I was curious how can I use multiprocessing with purrr without using furrr.
Indeed, since the last updates it seems the furrr package does not work as good as in the past (in some case, worse). I think this has nothing to do with the package creator (which is an amazing coder, god-level like ) but more with the limitations of multiprocessing on some platforms.
Can I use future and purrr in a manual way? Am I completely mistaken here?
Actually, no matter what I try parallel part is much slower. I was trying to simplify it as much as possible, but it should give an idea how future can be used:
#> Attaching package: 'dplyr'
#> The following objects are masked from 'package:stats':
#> filter, lag
#> The following objects are masked from 'package:base':
#> intersect, setdiff, setequal, union
mytib <- tibble(text = rep('hello this is very interesting', times = 1000))

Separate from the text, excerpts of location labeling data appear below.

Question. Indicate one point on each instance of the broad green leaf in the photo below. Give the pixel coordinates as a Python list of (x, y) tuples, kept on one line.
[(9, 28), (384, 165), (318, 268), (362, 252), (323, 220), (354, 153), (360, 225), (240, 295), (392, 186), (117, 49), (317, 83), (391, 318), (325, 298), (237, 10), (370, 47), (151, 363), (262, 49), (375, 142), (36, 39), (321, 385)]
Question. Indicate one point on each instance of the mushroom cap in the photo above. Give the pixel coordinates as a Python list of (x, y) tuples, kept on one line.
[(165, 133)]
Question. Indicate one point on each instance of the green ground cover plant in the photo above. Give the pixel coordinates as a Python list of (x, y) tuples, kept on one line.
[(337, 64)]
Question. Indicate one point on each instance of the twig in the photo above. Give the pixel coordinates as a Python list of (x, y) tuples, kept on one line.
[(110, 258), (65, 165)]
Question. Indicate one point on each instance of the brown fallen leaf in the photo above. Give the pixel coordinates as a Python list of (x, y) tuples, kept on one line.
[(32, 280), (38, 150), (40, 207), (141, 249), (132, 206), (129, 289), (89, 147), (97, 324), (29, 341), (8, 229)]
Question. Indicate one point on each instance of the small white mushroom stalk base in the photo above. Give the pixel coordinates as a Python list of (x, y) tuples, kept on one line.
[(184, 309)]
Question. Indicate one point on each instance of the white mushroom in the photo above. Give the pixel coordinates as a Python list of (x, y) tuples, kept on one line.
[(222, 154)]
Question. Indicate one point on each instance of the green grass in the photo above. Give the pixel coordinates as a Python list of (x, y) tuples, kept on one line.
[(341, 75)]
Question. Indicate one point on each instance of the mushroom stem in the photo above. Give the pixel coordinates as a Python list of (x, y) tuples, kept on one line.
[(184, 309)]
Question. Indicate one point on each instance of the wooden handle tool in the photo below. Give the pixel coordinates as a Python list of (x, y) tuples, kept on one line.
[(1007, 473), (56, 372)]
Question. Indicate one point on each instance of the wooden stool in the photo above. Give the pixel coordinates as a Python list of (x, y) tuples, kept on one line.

res_sequential <- map(mytib$text, ~str_detect(.x, regex("very")))
#> 0.03 sec elapsed
res_parallel <- map(mytib$text, ~future(str_detect(.x, regex('very')))) %>% values()
#> 4.512 sec elapsed
The reason the manual future() call is so slow is because you are calling it 1000 times. You are giving each element of mytib$text its own session to run in, but your computer probably only has ~8 cores to run on. So it sends out 8 requests, then has to wait until one finishes before sending out the next one....1000 times.
future_map() is much smarter. It chunks your input into 8 groups of roughly equal size, and sends out just those 8 chunks.
plan(multisession) is safer, and is the default in {future} when you use plan(multiprocess) on a Mac when using RStudio. But it is slower to start up because it has to copy resources over to the different R sessions.
That said, always look to vectorization over parallelization where possible. Your original example can be vectorized because str_detect() is vectorized over the input. This is with the full 1000000 times (not the smaller example above with 1000 times):
mytib <- tibble(text = rep('hello this is very interesting', times = 1000000))
xx <- str_detect(mytib$text, regex("very"))
#> 0.36 sec elapsed
Ha!! thank you @davis! I always wondered how future_map chunks the data. Is there any way to control the chunking then? What if I nest my compute variable into different groups and then call future_map? something like df %>% group_by(mygroups) %>% nest() %>% mutate(parallel = future_map(data, ~myfunc(.x))
This is potentially the key point. So what you say is that in order to make it work, I need to run the R script from the terminal directly? (that is without opening R studio?)
@davis you were right. running with Rscript did some magic. However, could you please tell me how to customize furrr a bit more? For instance choosing the number of chunks seems important (also is furrr using all the processors by default?)